Tudo isto deve ser constantemente avaliado e, em determinados casos, complementado pela instância paroquial ou diocesana.

 

 

6 Lições Estratégicas

 

  • Comparações: a) a serpente: sua nova pele é preparada embaixo da nova. Quando está pronta a nova, a outra cai. Tirá-la antes mata o ser vivo;  b) as microdoses: as CEBs são como microdoses do novo modelo eclesial. Um provérbio africano ensina: "Pessoas pequenas, em lugares pequenos, fazendo pequenas coisas, provocam grandes transformações!"

 

  • As comunidades aprendem a viver com o mínimo de estrutura e o máximo de vida.Quando há muita estrutura, pode haver pouca vida.

 

  • Toda hora é hora de Deus e por isso mesmo, boa hora para começar o que é obra d'Ele.

 

  • Se trabalha com o que se tem, não com o que se quisera ter.

 

  • É necessário atuar em comunidade, em equipe, porque Jesus prometeu estar com aqueles que se reúnem em seu nome (Mt 18,20).

 

  • O próprio Jesus é a Boa Nova e não as ameaças de vingança divina.

 

  • As comunidades cristãs não são homogêneas nem uniformes... Conhecem o pluralismo dos modelos, permanecendo fiéis aos elementos da Revelação e das propostas das Conferências do Episcopado Latino-americano e Caribenho, que continuam válidas no momento histórico que ora vivemos. As primeiras comunidades cristãs não conheceram um cristianismo massivo nem devocional.

 

  • A conversão a Jesus e o Batismo significam necessariamente também a pertença a  uma comunidade.

 

  • Na comunidade, os ministérios vão surgindo conforme a necessidade. O Espírito não deixará de enviar vocações à Igreja, o importante é identificá-las e delas cuidar.


 


[1] A paróquia foi, até agora, e para muitos segue sendo, a única base eclesial canônica dos batizados. No entanto, é isso precisamente que hoje está sendo revisado. Ela não pode, estruturalmente, alcançar a maioria dos batizados; está organizada segundo um modelo de ‘cristandade', fortemente clerical e centralizador. Sua linguagem, suas prioridades, suas pessoas estão muito distanciadas da realidade contemporânea e, além disso, concentram-se, quase unicamente, no devocional, assistencial, administrativo, catequético mínimo e litúrgico.
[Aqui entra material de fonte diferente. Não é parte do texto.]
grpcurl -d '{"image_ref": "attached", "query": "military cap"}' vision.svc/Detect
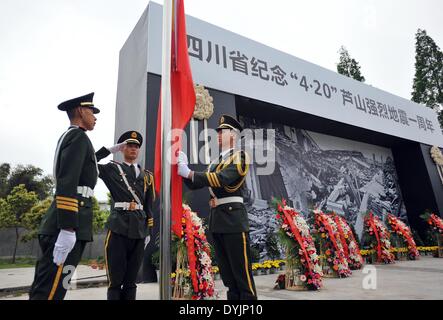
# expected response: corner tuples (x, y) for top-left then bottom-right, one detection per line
(58, 92), (100, 113)
(216, 115), (243, 132)
(117, 130), (143, 147)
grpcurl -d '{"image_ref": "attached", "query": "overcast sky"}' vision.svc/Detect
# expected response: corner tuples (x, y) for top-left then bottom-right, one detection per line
(0, 0), (443, 200)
[2]Desse modo a  paróquia - rede de comunidades - não é, portanto, uma estratégia para multiplicar células eclesiais, mas muito mais, um esforço colegiado de expressar uma Igreja samaritana, toda ela comunidade missionária e missão comunitária, que forma na vida, para a vida. A ajuda das pastorais especializadas, aarticulação com o conselho pastoral visam ajudar as igrejas de base a viver o novo modelo eclesial do Vaticano II.